BY: JACE WHITE, STAFF WRITER
Bernie Sanders’ Democratic opponents continue to attack him over the conduct of some of his supporters. They accuse him of not doing enough to condemn those who have waged targeted harassment campaigns in his name. In 2016, Hillary Clinton’s team avoided using Clinton’s account to retweet the personal accounts of staffers, knowing they would become instant targets of Sanders’ Twitter mob.
Sanders said that he condemns harassment of any kind by his supporters, but he seemed reluctant to dampen their spirits. Arguably, he could be doing more, issuing stronger statements against specific incidents and rewarding supporters who call for unity. He hasn’t done that, and unlike many of his primary opponents, I don’t think that he should.
Many of Sanders’ supporters are angry about the status quo. Whether it is wealth inequality, poverty, student debt or the cost of healthcare, they are responding to actual problems they see in the world, problems which Bernie Sanders did not create. He is not taking an otherwise passive group of people and stirring up their resentment with his rhetoric. He is capitalizing on deeply rooted frustrations that already exist.
When a group of people is angry, it seeks a target for that anger. No matter what your political persuasion, I think you’d probably agree that it’s best to direct your anger toward the actual source of the problem. Of course, we can never agree as to what the source of the problem is. Sanders has his ideas, which may be good or bad, but either way, his movement takes undirected resentment and channels it into something actionable.

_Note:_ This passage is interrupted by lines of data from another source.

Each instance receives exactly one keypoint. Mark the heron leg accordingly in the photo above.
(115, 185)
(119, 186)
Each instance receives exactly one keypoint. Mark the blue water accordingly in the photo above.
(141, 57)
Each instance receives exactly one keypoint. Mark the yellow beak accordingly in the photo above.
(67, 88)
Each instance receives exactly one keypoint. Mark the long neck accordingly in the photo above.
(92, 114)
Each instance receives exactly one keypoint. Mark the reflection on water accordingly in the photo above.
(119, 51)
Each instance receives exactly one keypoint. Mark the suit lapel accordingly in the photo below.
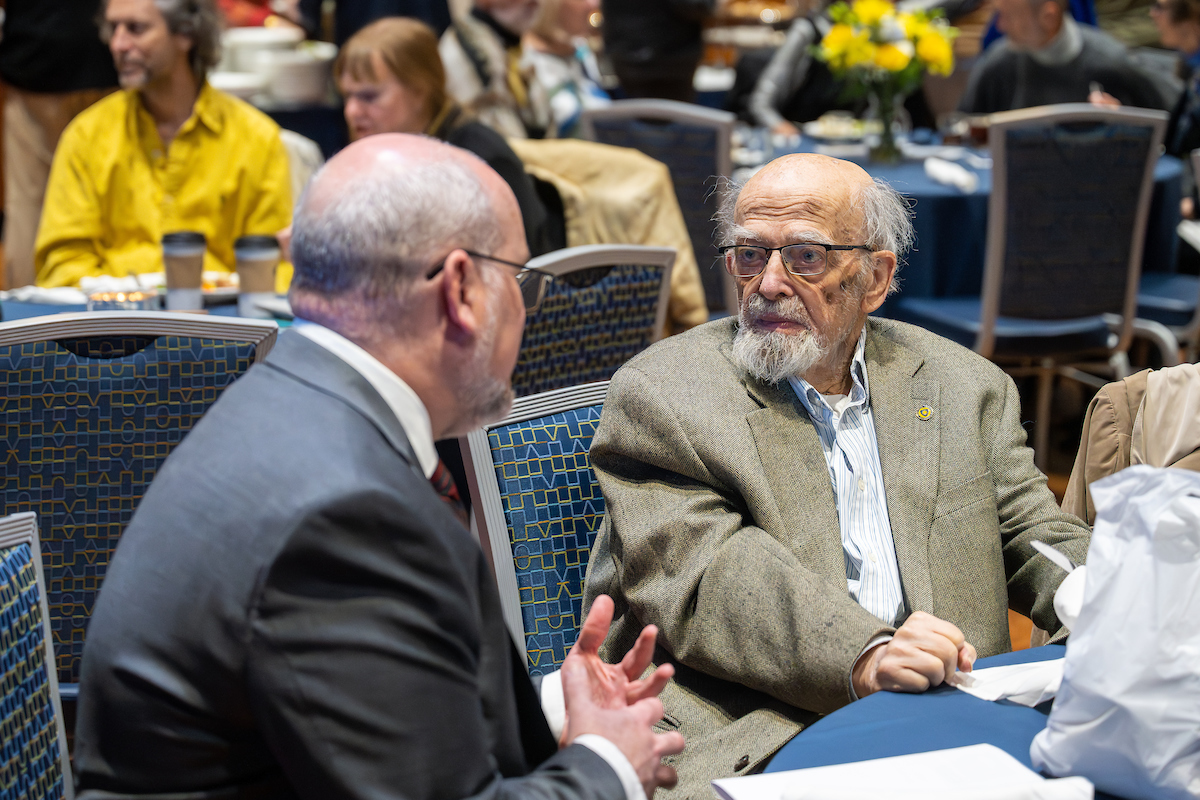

Bernie Sanders didn’t make his supporters angry. They were mad to begin with, and they found that support for Sanders was a way for them to express that anger. It isn’t the responsibility of Bernie Sanders to tell his supporters that they should calm down, that they should lessen their resentment of the corporate and Democratic establishments. His job is to condemn harassment in general and to make it clear what those who lash out online should be doing instead.
There is arguably no more satisfying alternative to online harassment, especially for someone who is interested in Sanders’ politics, than participation in his campaign in other ways. Sanders’ campaign is the one constructive outlet for the anger and frustration his supporters feel.
Beyond providing a better outlet for people’s anger, there isn’t much the Sanders campaign can do to keep hundreds of thousands of supporters in line. We should recognize his limited capacity to take action, and recognize that campaigns do more to channel people’s passions than they do to inflame them. It isn’t Sander’s fault that his supporters are upset, and as far as they’re concerned, he’s the only one that is actually doing anything about that anger. Far from being the source of the problem, he may well be the only real solution.